Members of the Silverdale crew observed lights from other ships around this busy seaway where vessels made for the ports of Hull and Grimsby. Shortly after getting under way again to complete the last leg of their voyage back to Grimsby, they also heard blasts from a warning whistle and, almost immediately after, a loud crash. The Silverdale shuddered as the trawler Straton struck her amidships.
In the dark confusion that followed the Skipper George Grice shouts at the other trawler that the Silverdale was sinking and to come about for a rescue; Frank Foster, the chief engineer, knocked off his feet in the collision picks himself up and staggers onto deck calling out that the engine room was full of water; he and the mate, John Walling try to release the lifeboat but the stern of the Silverdale sinks quickly, in the space of just a couple of minutes and they find themselves in the freezing waters. The other crew members cling to wreckage, calling for help.
At the subsequent Court of Inquiry, the captain of the Straton, Daniel Jacob Joenson, stated he and his ship were returning from a voyage to the Faroes and heading homewards. When the ship arrived off Withernsea the Captain laid up there until around 4am when he gave the order to get the ship underway again, steaming at slow ahead. As the vessel approached Spurn he saw the lights of the Silverdale some half to a mile off and left the shelter of the wheelhouse to check his own side and masthead lights which he found to be burning brightly.
On returning to the wheelhouse he noticed that the Silverdale lights were showing much nearer and the vessel was on a course heading straight for the Straton. He sounded the warning whistle and, at the same time, rang down instructions to the engine room for full speed astern. However there was only just time to thrust the ship into reverse before the two vessels collided.

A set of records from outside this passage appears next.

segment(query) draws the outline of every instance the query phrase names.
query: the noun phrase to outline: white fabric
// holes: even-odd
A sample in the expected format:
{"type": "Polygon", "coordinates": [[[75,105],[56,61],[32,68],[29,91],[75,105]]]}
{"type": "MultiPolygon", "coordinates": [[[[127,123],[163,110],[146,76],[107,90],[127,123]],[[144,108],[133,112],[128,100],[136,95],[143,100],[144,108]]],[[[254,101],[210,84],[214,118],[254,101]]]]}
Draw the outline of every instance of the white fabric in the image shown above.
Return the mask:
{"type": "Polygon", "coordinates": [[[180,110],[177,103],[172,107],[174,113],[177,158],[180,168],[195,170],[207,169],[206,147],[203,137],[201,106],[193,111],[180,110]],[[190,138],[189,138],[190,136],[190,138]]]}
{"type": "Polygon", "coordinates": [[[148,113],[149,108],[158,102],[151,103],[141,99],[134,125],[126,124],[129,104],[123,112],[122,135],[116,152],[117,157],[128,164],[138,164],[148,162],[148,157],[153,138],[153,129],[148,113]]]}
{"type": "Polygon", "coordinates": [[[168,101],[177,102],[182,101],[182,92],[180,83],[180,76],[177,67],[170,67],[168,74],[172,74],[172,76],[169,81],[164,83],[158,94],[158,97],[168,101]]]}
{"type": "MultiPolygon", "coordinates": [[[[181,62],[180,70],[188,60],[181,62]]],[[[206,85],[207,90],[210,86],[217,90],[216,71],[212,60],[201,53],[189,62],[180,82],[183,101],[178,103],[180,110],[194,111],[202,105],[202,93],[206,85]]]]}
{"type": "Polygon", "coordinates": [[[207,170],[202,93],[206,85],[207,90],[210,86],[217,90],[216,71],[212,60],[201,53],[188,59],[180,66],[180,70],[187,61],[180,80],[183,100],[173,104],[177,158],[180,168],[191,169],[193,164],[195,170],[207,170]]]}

After the collision, the Straton re-bounded from the Silverdale and Joenson brought her about to look for survivors; other trawlers nearby steamed to the rescue alerted by the crew of the Spurn Lightship who sent up rockets and fired guns to attract their attention.
Of the Silverdale’s original nine-man crew only four survivors – Foster and Walling together with deck hand Robert Hicks who floated in the water clinging to a lifebuoy and James Wright the steward who clung to a deck fish pound board were picked up.
Of those lost, the Skipper was last seen heading for the wheelhouse and was presumed to have gone down with his ship and the four other crew members clung to wreckage for a short while but sadly succumbed to exhaustion and the dark, icy cold waters of the North Sea before they could be rescued.
The Inquiry concluded that both vessels, to different degrees had failed to comply with the Regulations for the Prevention of Collisions at Sea and that the Silverdale was not “navigated with proper and seamanlike care.” Despite some strictures laid upon the captain of the Straton the Court held the opinion that the loss of the Silverdale and some of its crew members was not caused by any “wrongful act or default of the Skipper of the Straton.”